Clove Lake Park Preserve
Borough: Staten Island
Habitat Type: Forest, Meadow, Salt Marsh, Freshwater Wetland
Clove Lakes Park derives its name from the Dutch word “kloven,” meaning cleft. The particular cleft is the valley and brook between Emerson and Grymes Hills. This valley was deepened by the glacier 20,000 years ago. The brook which ran through the valley originated in Clove Swamp and ran to the Kill Van Kull. The damming of this brook over the years created the different lakes and ponds in the area.
The northwest section of the park is home to Staten Island’s largest living thing, a tulip tree (Liriodendron tulipifera).

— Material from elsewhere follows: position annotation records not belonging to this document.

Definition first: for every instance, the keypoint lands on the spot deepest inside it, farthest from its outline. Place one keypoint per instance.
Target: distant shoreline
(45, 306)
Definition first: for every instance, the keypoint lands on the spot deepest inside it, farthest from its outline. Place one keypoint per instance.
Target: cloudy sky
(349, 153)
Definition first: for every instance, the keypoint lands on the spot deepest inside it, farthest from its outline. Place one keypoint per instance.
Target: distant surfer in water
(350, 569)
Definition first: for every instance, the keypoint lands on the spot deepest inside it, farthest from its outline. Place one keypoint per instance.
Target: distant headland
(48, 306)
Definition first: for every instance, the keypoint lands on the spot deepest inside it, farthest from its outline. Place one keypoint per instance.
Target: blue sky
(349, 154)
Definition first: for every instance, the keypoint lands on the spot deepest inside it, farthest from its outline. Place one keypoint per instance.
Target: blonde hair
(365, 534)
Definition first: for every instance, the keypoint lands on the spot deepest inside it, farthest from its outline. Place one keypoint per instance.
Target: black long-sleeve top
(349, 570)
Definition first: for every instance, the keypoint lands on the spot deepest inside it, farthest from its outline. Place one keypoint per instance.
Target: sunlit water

One-hundred-and-seven-feet tall and at least three hundred years old, this tree survived the extensive logging and clearing which occurred when the settlers came. Tulip Trees are known for their straight trunks from which Native Americans carved canoes.
Also of interest in Clove Lakes Park are the outcroppings of serpentine rock at the crest of the hills. The spine of Staten Island is a broad ridge of serpentine, which was formed during the Ordovician period (435-500 million years ago) when heat and pressure altered rocks rich in magnesium and iron. Ash green in color, serpentine is named after the patterns in the rock that resemble snake skin. Its mineral composition includes fibrous chrysotile (known commercially as asbestos), talc, oluvine (green lava grains) as well as ferromagnesia, a mineral containing magnesium and iron.
Public Transit: From ferry, take the S62 bus to Park entrance at intersection of Victory Boulevard and Clove Road (about 20 minutes).
By Car: Take the Verrazano Bridge to the S.I. Expressway (Route 278) to exit 13 (Richmond/Clove Roads). Take a right on Clove Road. Park entrance at intersection of Victory Boulevard and Clove Road.